僅僅幾天的時間,竟然發生這樣的驚天逆轉。她忽然覺得,自己如在大海上行船,這舵卻嘲笑般地擰著離開她的操縱,任意行駛上一條它來選定的航線。
第二天臨近下班時分,接到周婉晴的電話:“姐,我們一起吃個晚飯吧。”
一家僻靜的窄巷底,木婆婆私家菜館,是周婉晴選的地方。
“我在跳舞的時候,齊先生跟進了化妝間,他說要我和他在一起。”周婉晴不吃東西,只捧著茶杯,雙肘都拄在餐桌上,一口口的喝水。

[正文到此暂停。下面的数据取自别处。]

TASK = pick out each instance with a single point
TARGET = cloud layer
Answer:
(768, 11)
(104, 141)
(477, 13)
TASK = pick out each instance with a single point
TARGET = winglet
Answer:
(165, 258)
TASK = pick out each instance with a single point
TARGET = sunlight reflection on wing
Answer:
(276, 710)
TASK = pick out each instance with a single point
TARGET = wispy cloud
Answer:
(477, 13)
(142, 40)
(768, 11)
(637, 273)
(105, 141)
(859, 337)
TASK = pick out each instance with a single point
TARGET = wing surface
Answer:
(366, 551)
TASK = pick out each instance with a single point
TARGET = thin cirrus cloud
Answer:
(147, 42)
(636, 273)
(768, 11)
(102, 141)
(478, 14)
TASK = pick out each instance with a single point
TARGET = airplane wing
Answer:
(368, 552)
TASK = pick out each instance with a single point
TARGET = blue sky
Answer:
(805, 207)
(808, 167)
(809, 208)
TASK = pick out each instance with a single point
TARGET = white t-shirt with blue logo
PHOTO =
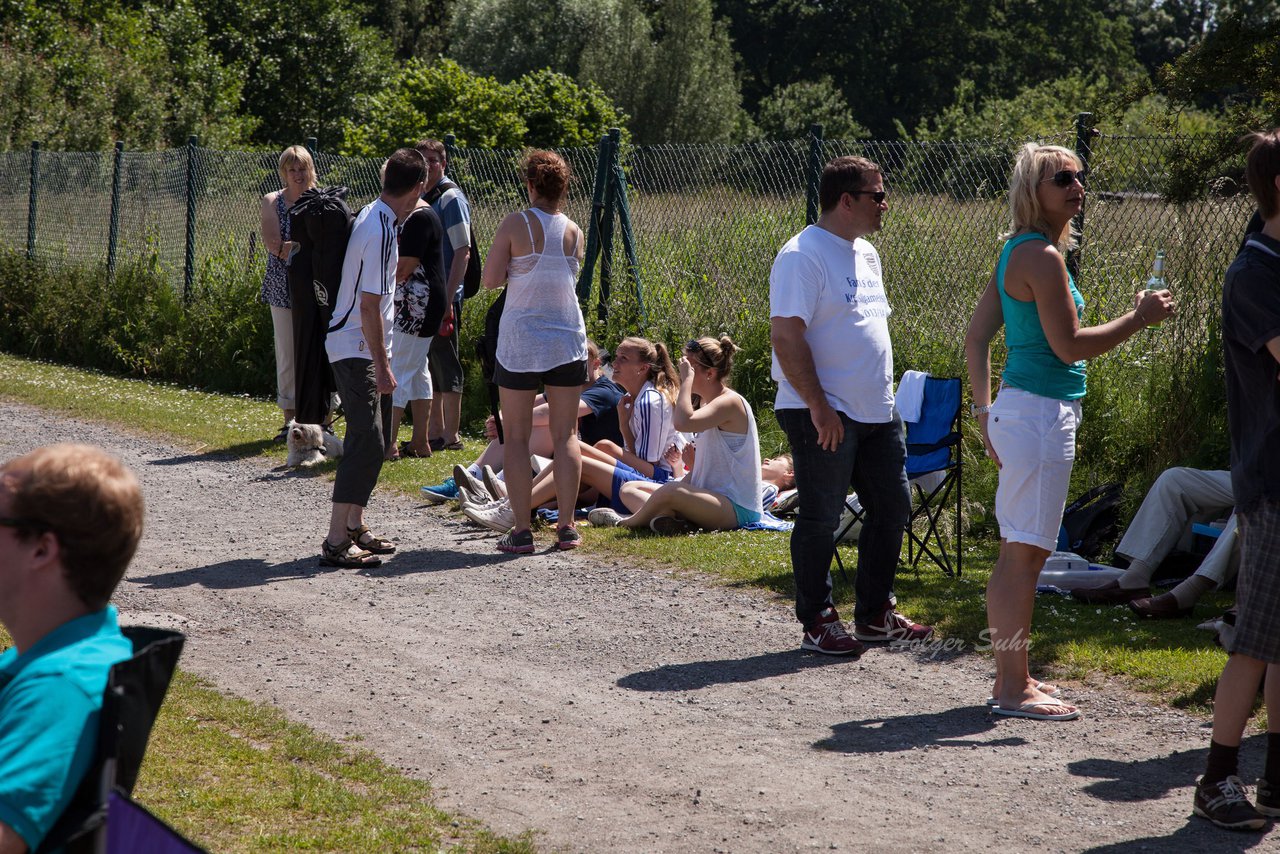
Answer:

“他說可以幫我的忙……他甚至說可以幫我把費柯那邊擺平……我以為不可能的,誰知道他第二天真的把那些錄相照片卡片都拿了回來,當著我的面全部銷燬,連我寫給費柯的最後一張借據也一起燒掉。”
竹編吊燈下,周婉晴的臉,生動而曖昧。
她的眸子,重新又靈活起來:“姐,齊先生真的是好厲害——”
“他有沒有說要你跟一起多久?”始終保持沉默的葉婉婷,在一團亂麻中先抽出一根線頭來。